Tetapi badannya lemah sekali, seperti tidak mau lepas dari tempat tidur. Pasti Yukhei sedang terserang virus demam.


Kadang-kadang, saat Yukhei merasa benar-benar sedang malas bangun pagi untuk pergi ke sekolah, Yukhei akan berharap kalau virus flu menyerangnya tiba-tiba saja.

Tetapi begitu mengalaminya sekarang, rasanya Yukhei agak sedikit merasa menyesal karena sempat berharap seperti itu.

Sepertinya lebih baik Yukhei harus ke sekolah setiap hari dari pada harus terbaring lemah di kasur karena sakit.

Yukhei kembali terbangun dari tidurnya, saat mendengar seseorang membuka pintu kamarnya. Yukhei melirik ke arah orang itu, meskipun tanpa melirik dia juga sudah tahu kalau itu pasti Mark.

"Yukhei? Kamu tidak ke sekolah?"

Yukhei mengangguk lemah.

Terbentuk kerutan di kening Mark. Mark merasa aneh karena tidak biasanya Yukhei membolos kecuali di hari libur. Dan kalau hari itu libur, Yukhei pasti akan memberi tahu Mark saat malam sebelum hari itu.

Yang lebih aneh lagi, sekarang wajah Yukhei terlihat sangat pucat dengan keringat yang bercucuran di keningnya. Bibirnya juga pucat dan kering sekali. He looks pretty pitiful.

"Yukhei..? Kamu kenapa..?" Ujar Mark dengan nada khawatir yang kentara, sambil mengguncang pelan bahu Yukhei.

Yukhei terbatuk sebentar sebelum menjawab pertanyaan Mark, "aku tidak apa-apa, tidak usah khawatir.." sebelum kembali terbatuk lagi, "aduh.. rasanya seperti mau mati.." ujar Yukhei serak.

Mata Mark mendadak berkaca-kaca. Yukhei tidak melihat itu, karena dia sedang memejamkan kedua matanya yang terasa begitu berat.

"Yu–yukhei... Jangan mati! A-aku harus melakukan apa.. supaya kamu tidak mati?"

Kedua mata Yukhei langsung terbuka dan dia sudah di suguhkan dengan pemandangan Mark yang sedang berkaca-kaca. Yukhei ingin sekali memeluk Mark sekarang, tetapi kondisinya saat ini sangat tidak memungkinkan. Dia juga agak khawatir kalau Mark akan tertular virus kalau dekat-dekat dengannya.

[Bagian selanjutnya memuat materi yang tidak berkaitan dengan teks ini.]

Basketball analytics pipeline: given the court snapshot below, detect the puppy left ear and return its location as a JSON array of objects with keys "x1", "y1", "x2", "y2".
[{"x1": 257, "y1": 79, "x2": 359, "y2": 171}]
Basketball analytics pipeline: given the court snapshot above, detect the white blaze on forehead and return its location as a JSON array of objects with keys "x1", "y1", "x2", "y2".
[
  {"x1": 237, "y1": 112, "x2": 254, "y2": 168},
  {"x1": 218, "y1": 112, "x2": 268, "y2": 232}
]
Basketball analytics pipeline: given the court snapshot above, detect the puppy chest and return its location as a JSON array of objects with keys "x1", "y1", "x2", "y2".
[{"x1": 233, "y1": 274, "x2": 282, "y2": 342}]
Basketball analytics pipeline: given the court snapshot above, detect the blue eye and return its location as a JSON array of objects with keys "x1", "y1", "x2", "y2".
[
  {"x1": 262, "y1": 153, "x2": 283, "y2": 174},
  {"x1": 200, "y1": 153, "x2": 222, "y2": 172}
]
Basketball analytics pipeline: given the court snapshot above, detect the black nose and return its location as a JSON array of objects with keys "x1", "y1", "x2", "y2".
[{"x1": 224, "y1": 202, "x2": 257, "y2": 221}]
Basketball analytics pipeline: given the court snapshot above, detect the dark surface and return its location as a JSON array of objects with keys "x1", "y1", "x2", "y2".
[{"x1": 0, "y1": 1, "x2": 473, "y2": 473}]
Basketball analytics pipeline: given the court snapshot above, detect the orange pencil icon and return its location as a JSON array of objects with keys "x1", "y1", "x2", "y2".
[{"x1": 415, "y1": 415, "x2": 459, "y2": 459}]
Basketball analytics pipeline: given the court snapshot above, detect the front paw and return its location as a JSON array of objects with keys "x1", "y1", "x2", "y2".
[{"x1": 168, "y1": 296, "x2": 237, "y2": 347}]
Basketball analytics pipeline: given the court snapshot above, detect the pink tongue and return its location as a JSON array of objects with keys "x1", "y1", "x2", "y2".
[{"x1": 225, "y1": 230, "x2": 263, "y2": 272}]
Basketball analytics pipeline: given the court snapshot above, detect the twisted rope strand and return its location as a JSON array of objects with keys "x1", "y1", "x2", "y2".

Jadi yang dapat Yukhei lakukan saat ini hanya mengacak surai coklat keemasan Mark–dengan pelan– dan memberikan senyumannya yang paling tidak terlihat lemah.

"Aku tidak akan mati kok, Mark.."

Mark berlutut kemudian menyandarkan dagunya di atas kasur supaya bisa melihat wajah Yukhei lebih jelas lagi. Dia butuh di yakinkan oleh Yukhei saat ini. Dan begitu menemukan apa yang Mark cari di pancaran mata Yukhei–yang sayu, Mark merasa telah cukup yakin dan kemudian memberikan senyum yang menguatkan kepada Yukhei.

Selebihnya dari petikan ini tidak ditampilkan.